Have you ever wondered why people end up at a Starbucks store to work in the first place? What really has given a boost to the cafe culture (apart from free Wi-Fi of course)? Laptops! Just about 10 years ago, laptops were still bulky and picking one up could easily cause a “weightlifter’s back”. Okay, not really, but they were considerably heavy and not ideal to be taken around everywhere. But in 2008, a single laptop removed from an envelope managed to bring about a revolution in where people could work from. Yes, we’re talking about the MacBook Air and how it changed the world of laptops forever!
When the MacBook Air was launched by the legendary Steve Jobs back in 2008, a lot of people discarded it as an over-priced piece of luxury that would set you back by a hefty $1800. But little did the world know that this laptop would single-handedly give birth to an entirely new category of laptops; ultrabooks. The silver piece of ‘jewel’ was only 0.76 inches at its thickest point which was unbelievably thin for a laptop then. In fact, it was so thin that it even made the MacBook of the time look chunky. Its sleek metallic unibody design was a step above from the conventional design language and was even awarded a patent
because competitors had already started to draw ‘inspiration’ from it.
Although ultra-portables did exist then, they barely possessed any processing power and were good only for the simplest of tasks. The more powerful and capable laptops like the Acer Aspire and the Lenovo Ideapad were a pain to carry around. This is why the Apple MacBook Air brought around a fresh breath of air in the morose world of laptops. The Air was both light and powerful and was quite the laptop many had been longing; the perfect amalgamation of design and function.
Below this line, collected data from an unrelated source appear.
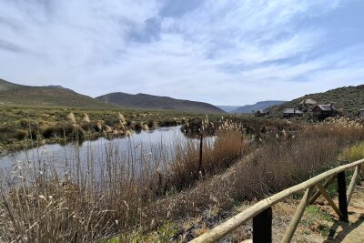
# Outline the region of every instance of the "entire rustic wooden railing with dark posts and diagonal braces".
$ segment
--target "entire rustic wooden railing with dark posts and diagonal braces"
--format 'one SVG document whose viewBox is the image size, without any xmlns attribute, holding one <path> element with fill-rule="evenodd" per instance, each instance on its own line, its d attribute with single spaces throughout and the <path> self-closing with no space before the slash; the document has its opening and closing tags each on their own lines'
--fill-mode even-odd
<svg viewBox="0 0 364 243">
<path fill-rule="evenodd" d="M 198 242 L 217 242 L 228 233 L 238 228 L 249 219 L 253 219 L 253 242 L 271 242 L 272 241 L 272 206 L 285 198 L 290 197 L 300 191 L 305 191 L 301 202 L 298 205 L 295 216 L 292 218 L 284 237 L 281 242 L 290 242 L 298 223 L 302 218 L 305 208 L 313 203 L 320 195 L 325 197 L 329 206 L 331 206 L 338 214 L 339 219 L 348 222 L 348 205 L 354 191 L 356 181 L 360 174 L 360 166 L 364 163 L 364 159 L 360 159 L 348 165 L 330 169 L 327 172 L 320 174 L 317 177 L 312 177 L 305 182 L 302 182 L 294 187 L 289 187 L 272 197 L 265 198 L 252 207 L 244 210 L 233 218 L 229 218 L 226 222 L 220 224 L 216 228 L 212 228 L 205 234 L 190 241 L 190 243 Z M 354 168 L 354 174 L 351 178 L 348 191 L 346 188 L 345 171 Z M 339 208 L 334 201 L 329 197 L 327 187 L 338 179 L 339 193 Z M 323 182 L 323 183 L 322 183 Z"/>
</svg>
And as expected, other laptop companies followed suit. Everyone gradually realised the demand gap MacBook Air intended to fill. The MacBook Air was a laptop for the next-gen people who didn’t want to compromise on performance and portability for a sleek and more functional design. This foundational demand from a laptop had to be met by other OEMs and they eventually released ultrabooks that wouldn’t weigh a ton and would let people work from any corner in the world without compromising on performance.
Eleven years later and the MacBook Air is still one of the best ultrabooks out there. They still retain the classic design language and are more powerful than ever. Its solid processing power combined with its long battery life make sure you’re always connected wherever you go. And with its robust operating system; MacOS, it’s very difficult to go wrong. It’s stable, has wonderful support for applications, and has a flat learning curve associated with it.
Something that Steve Jobs quoted still stands true today for the MacBook Air. “There's no other company that could make a MacBook Air and the reason is that not only do we control the hardware, but we control the operating system. And it is the intimate interaction between the operating system and the hardware that allows us to do that.”